In December we published the first MCPMark benchmark results comparing InsForge MCP, Supabase MCP, and Postgres MCP across 21 real-world database tasks using Claude Sonnet 4.5. InsForge came out ahead on accuracy, speed, and token efficiency.
We reran the benchmarks. This time on Claude Sonnet 4.6, the latest model from Anthropic. InsForge MCP achieves 28% higher Pass⁴ accuracy while using 2.4x fewer tokens than Supabase MCP. The efficiency gap has widened.
Updated Results: Claude Sonnet 4.6
Same 21 MCPMark Postgres tasks, 4 runs per task, strict Pass⁴ scoring.
| Metric | InsForge | Supabase MCP |
|---|---|---|
| Pass⁴ Accuracy | 42.86% | 33.33% |
| Pass@1 Average | 58.33% | 47.62% |
| Pass@4 | 76.19% | 66.67% |
| Tokens Per Run | 7.3M | 17.9M |
| Avg Tokens Per Task | 358K | 862K |
| Avg Time Per Task | 156.6s | 198.8s |
| Avg Turns Per Task | 18.6 | 17.0 |
InsForge MCP maintains higher accuracy across all three metrics and uses 2.4x fewer tokens per run.
Accuracy
Pass@1 is average single-run accuracy, Pass@4 means the agent passed at least once in 4 runs, and Pass⁴ requires passing all 4. InsForge passes 76% of tasks at least once (Pass@4) and 43% under strict repeated execution (Pass⁴). Supabase MCP reaches 67% and 33% respectively.

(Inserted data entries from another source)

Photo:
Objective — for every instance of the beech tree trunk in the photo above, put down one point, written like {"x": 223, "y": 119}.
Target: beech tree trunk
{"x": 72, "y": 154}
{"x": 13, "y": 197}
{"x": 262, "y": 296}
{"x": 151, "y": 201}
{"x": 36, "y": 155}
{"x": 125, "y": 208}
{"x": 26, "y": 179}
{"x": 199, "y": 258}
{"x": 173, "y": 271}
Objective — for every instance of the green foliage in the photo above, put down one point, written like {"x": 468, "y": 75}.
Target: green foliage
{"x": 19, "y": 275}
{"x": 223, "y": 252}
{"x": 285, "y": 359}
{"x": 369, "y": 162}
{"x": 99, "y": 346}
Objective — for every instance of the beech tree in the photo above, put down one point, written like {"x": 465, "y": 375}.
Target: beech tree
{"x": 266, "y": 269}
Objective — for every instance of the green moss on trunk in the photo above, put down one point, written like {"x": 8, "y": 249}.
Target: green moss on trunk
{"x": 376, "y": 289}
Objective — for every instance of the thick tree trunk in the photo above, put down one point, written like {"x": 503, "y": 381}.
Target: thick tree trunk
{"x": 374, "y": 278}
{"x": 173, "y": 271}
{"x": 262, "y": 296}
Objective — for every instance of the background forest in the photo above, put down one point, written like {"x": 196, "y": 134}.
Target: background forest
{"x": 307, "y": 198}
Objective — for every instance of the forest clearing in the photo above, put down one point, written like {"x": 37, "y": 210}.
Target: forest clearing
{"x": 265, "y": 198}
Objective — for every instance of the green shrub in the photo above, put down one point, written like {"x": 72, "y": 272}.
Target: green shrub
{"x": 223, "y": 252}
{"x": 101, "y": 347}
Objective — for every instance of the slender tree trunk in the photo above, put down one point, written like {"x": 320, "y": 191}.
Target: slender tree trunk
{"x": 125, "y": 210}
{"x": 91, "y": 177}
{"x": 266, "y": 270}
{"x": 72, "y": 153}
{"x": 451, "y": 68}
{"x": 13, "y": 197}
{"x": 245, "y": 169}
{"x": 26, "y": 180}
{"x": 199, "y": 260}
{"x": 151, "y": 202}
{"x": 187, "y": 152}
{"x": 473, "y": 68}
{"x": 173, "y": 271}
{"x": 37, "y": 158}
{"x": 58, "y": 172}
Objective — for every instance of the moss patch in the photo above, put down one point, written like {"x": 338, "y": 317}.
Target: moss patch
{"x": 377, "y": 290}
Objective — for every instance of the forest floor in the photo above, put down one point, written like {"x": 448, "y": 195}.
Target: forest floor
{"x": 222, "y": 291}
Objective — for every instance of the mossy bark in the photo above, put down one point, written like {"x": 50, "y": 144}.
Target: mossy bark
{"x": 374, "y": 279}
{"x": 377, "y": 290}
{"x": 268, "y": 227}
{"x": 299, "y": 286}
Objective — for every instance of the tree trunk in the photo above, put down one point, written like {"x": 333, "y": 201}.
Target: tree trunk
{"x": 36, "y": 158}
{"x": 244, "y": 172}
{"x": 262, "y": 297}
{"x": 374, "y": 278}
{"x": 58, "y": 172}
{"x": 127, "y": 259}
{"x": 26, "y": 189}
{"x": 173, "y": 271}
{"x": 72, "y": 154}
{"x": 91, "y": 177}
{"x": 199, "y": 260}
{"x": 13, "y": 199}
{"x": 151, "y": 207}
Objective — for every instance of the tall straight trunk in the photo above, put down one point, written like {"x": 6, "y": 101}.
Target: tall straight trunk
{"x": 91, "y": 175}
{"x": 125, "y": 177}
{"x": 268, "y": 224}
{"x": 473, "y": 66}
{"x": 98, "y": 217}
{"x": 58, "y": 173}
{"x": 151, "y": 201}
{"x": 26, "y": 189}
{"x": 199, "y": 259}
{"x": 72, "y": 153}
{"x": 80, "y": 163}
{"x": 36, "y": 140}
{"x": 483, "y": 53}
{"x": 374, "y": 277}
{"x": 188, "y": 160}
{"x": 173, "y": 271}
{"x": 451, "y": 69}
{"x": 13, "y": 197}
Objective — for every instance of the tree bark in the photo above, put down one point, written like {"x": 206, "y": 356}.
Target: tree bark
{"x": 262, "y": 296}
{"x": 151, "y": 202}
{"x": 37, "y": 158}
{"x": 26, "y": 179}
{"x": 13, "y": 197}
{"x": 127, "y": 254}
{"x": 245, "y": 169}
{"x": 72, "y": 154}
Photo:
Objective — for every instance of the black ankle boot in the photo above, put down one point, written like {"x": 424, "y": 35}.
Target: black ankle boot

| Model | Metric | InsForge | Supabase MCP |
|---|---|---|---|
| Sonnet 4.5 | Pass⁴ | 47.6% | 28.6% |
| Sonnet 4.6 | Pass⁴ | 42.86% | 33.33% |
| Sonnet 4.6 | Pass@4 | 76.19% | 66.67% |
| Sonnet 4.6 | Pass@1 Avg | 58.33% | 47.62% |
InsForge's accuracy advantage comes from surfacing backend state before the agent acts. When the agent can see record counts, RLS policies, and foreign keys upfront, it writes correct queries on the first attempt instead of guessing and retrying. That is why the gap holds across model versions.
The Token Gap Widened
This is the most notable change from v1.
With Sonnet 4.5, InsForge used approximately 30% fewer tokens than Supabase MCP (8.2M vs 11.6M per run). With Sonnet 4.6, the gap has grown to 59% fewer tokens (7.3M vs 17.9M per run).
| Model | InsForge Tokens/Run | Supabase Tokens/Run | Difference |
|---|---|---|---|
| Sonnet 4.5 | 8.2M | 11.6M | 1.4x |
| Sonnet 4.6 | 7.3M | 17.9M | 2.4x |
InsForge got slightly more efficient on Sonnet 4.6 (8.2M down to 7.3M). Supabase MCP went in the opposite direction (11.6M up to 17.9M). The newer model appears to reason more extensively when backend context is incomplete, which increases token consumption on backends that do not surface schema details upfront.
When the backend provides structured context from the start, the agent reasons less and executes more. When it does not, the agent compensates with additional discovery queries and verification steps, and that compensation costs more tokens on a more capable model.
Where the Extra Tokens Go
Two factors account for most of the gap:
- Documentation overhead. Supabase's
search_docsreturns full GraphQL schema metadata on every call, 5-10x more tokens per query than InsForge'sfetch-docs. - Exploration before execution. Without structured schema context upfront, the agent runs more discovery queries before doing actual work.
Speed
InsForge completes tasks in an average of 156.6 seconds compared to 198.8 seconds for Supabase MCP. This is a 1.27x speed advantage, consistent with what we observed on Sonnet 4.5.
What This Means
The core finding from our original benchmark post holds: agents perform better when the backend gives them structured context and workflow upfront. The Sonnet 4.6 results reinforce this and show that the advantage grows as models become more capable.
More capable models do not eliminate the need for structured backend context. They amplify the cost of not having it.
We will continue running benchmarks as new models are released and as we improve the InsForge MCP layer. All benchmark methodology follows MCPMark standards and is fully reproducible. The latest raw results are available on GitHub.